How to Strengthen Lower Back Muscles

There are a number of different muscle groups in the back, with each one extremely important for your physical fitness. In order to perform our professional and personal duties efficiently, we must have strong back muscles. The lower portion of the back is more sensitive and can easily get injured if you are not very careful about your health. Most of the senior citizens do face problems in the lower back muscles, which hampers their overall body movement. However, if you take care of your back when you are young, you are likely to lead a healthy and prosperous life.

Instructions

  • 1

    Roman chair

    By using a Roman chair, you can exercise to strengthen your lower back muscles. Get in the Roman chair by resting your hips on the top part, which should be padded. Make sure that your feet are placed comfortably at the bottom.

  • 2

    Lean forward

    With your back straight, you may start by kneeling up. You will lean forward naturally with the chair. The position of your arms is very important as they should be either crossed in front of your chest or you may place them behind your neck. By lowering your upper body towards the floor, you should now bend forward towards the hips.

  • 3

    Move down and pull yourself up

    Once you get to approximately an 80 or 90 degree angle, you should stop and then pull yourself back to the starting position.

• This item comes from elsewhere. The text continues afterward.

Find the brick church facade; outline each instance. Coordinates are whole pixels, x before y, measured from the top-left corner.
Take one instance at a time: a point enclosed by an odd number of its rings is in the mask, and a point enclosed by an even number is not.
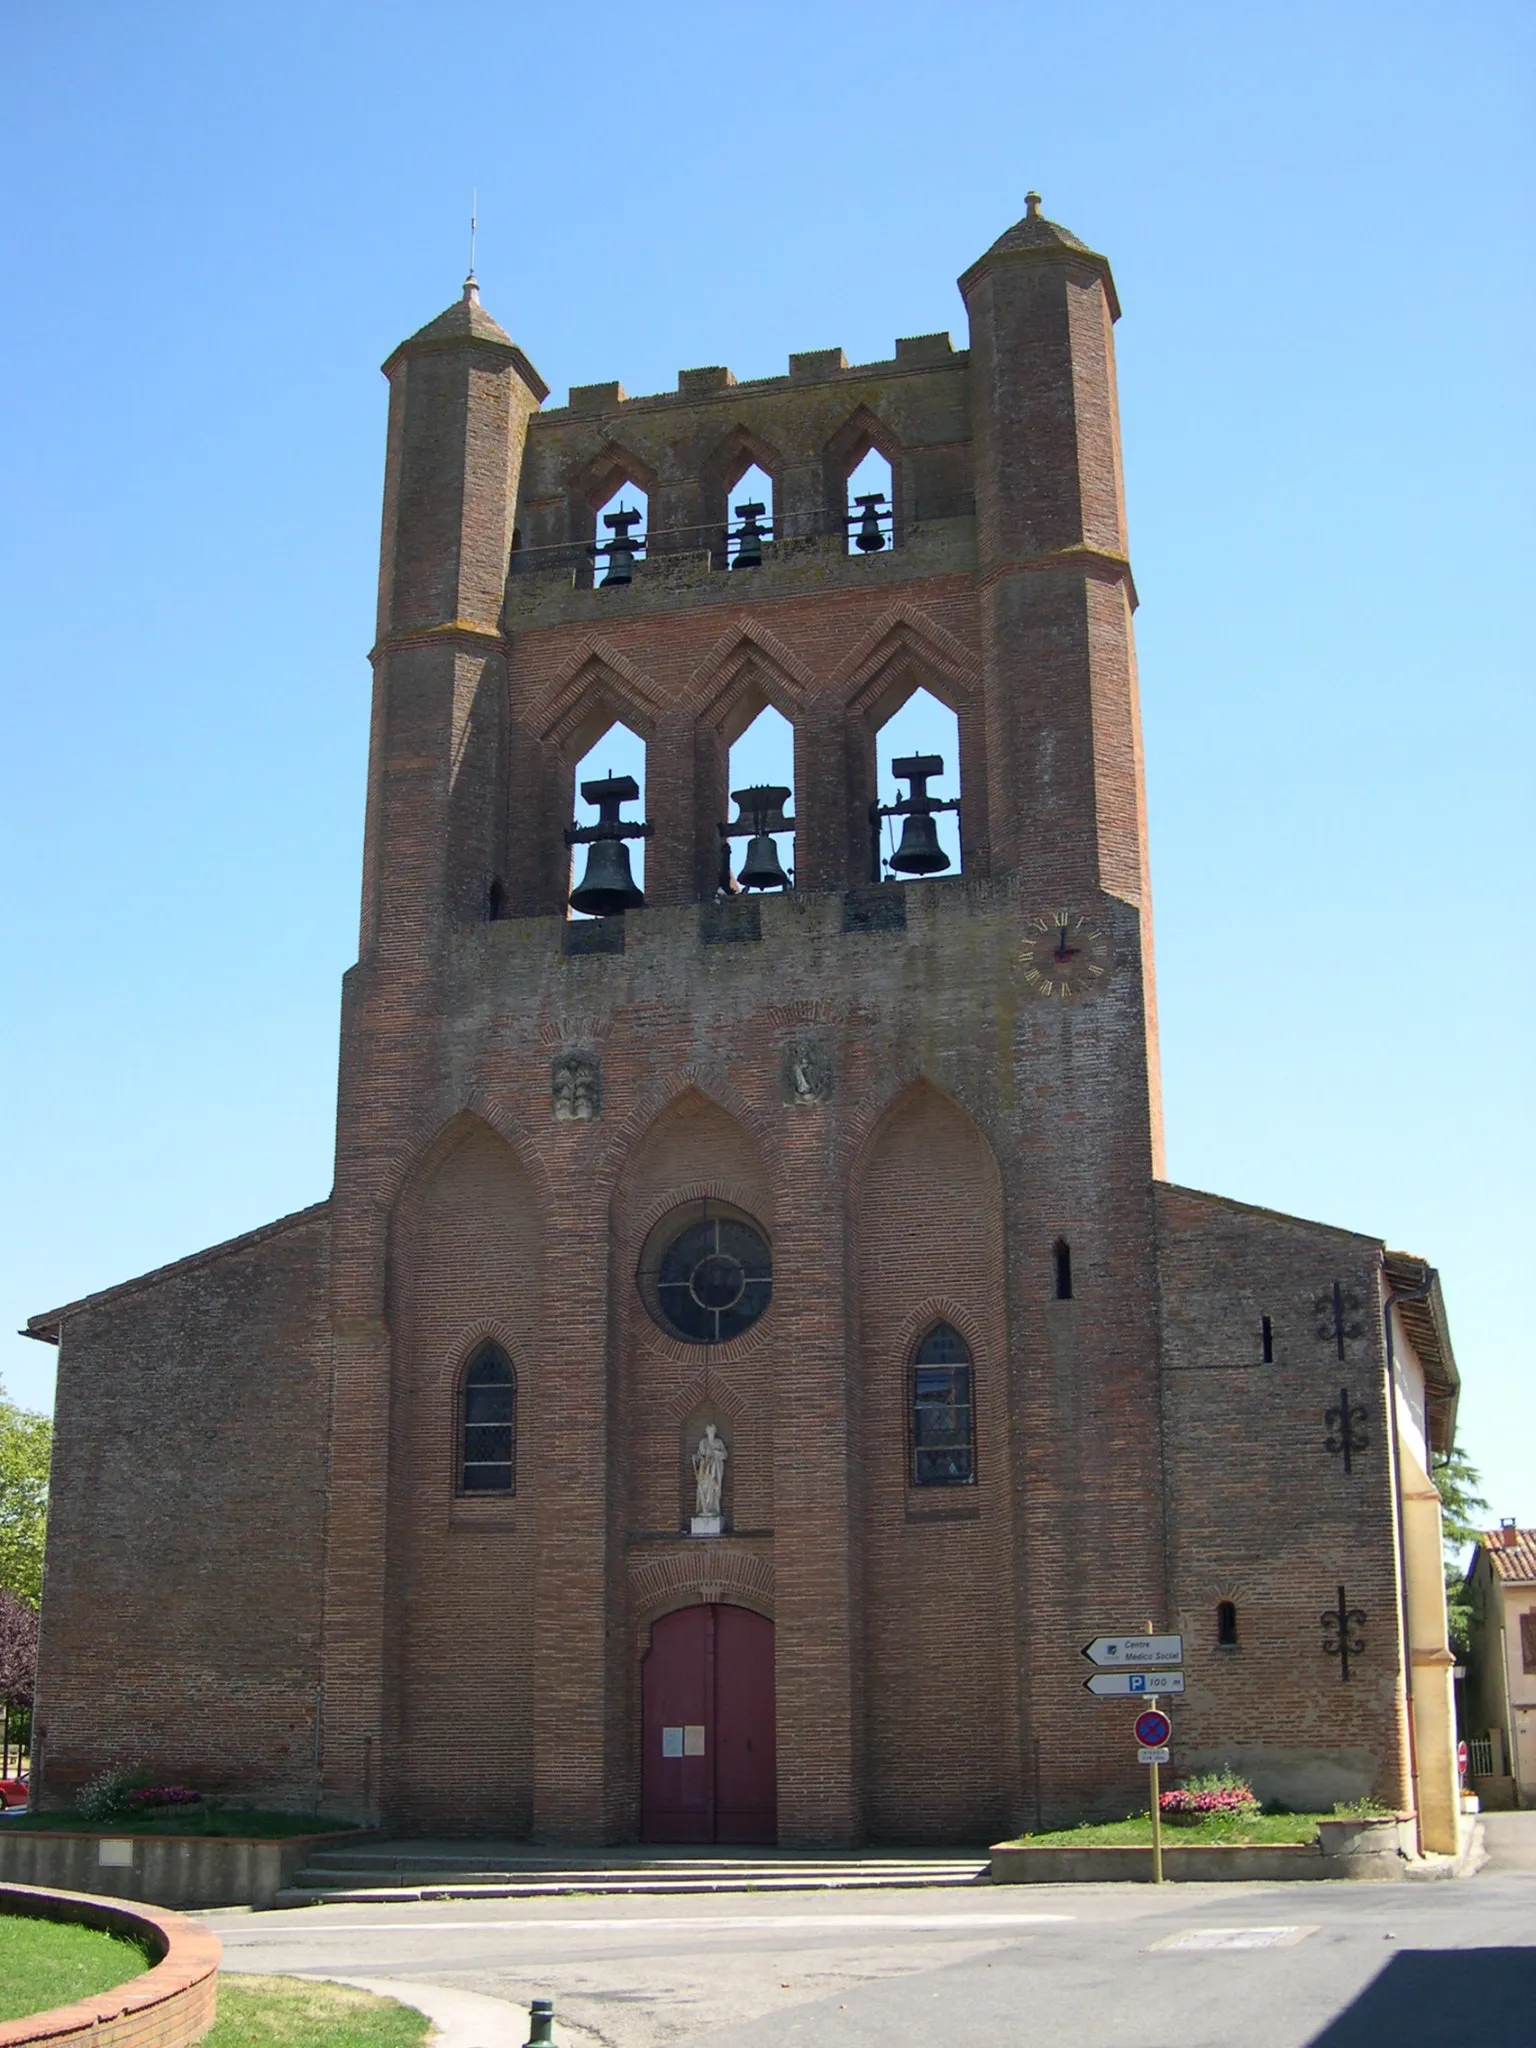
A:
[[[654,397],[545,407],[472,281],[389,358],[335,1185],[30,1325],[46,1799],[125,1757],[401,1829],[977,1842],[1144,1798],[1081,1651],[1150,1624],[1176,1768],[1449,1845],[1438,1283],[1163,1178],[1114,284],[1031,195],[960,289],[968,349]],[[622,482],[646,552],[594,570]],[[962,856],[893,877],[920,687]],[[735,893],[765,705],[795,886]],[[646,901],[575,919],[618,721]]]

This is going to exert a lot of pressure on your lower back muscles, strengthening them as a result. You should do a minimum of 3 sets of 10 repetitions each day. According to most physiotherapists, this is among the best workouts for the lower back muscles.

  • 4

    Stretching

    It is highly recommended that you do light stretching of your back muscles before doing workout. This will make sure that the muscles are warmed up and you do not risk tearing them apart.

  • 5

    Avoid jerks

    Back muscles can be very sensitive and you may hurt them severely by not exercising in the appropriate manner.

    You should make sure that your whole body moves smoothly during exercise and you avoid jerking. Instead of strengthening your lower back, an exercise with jerks will actually worsen the situation.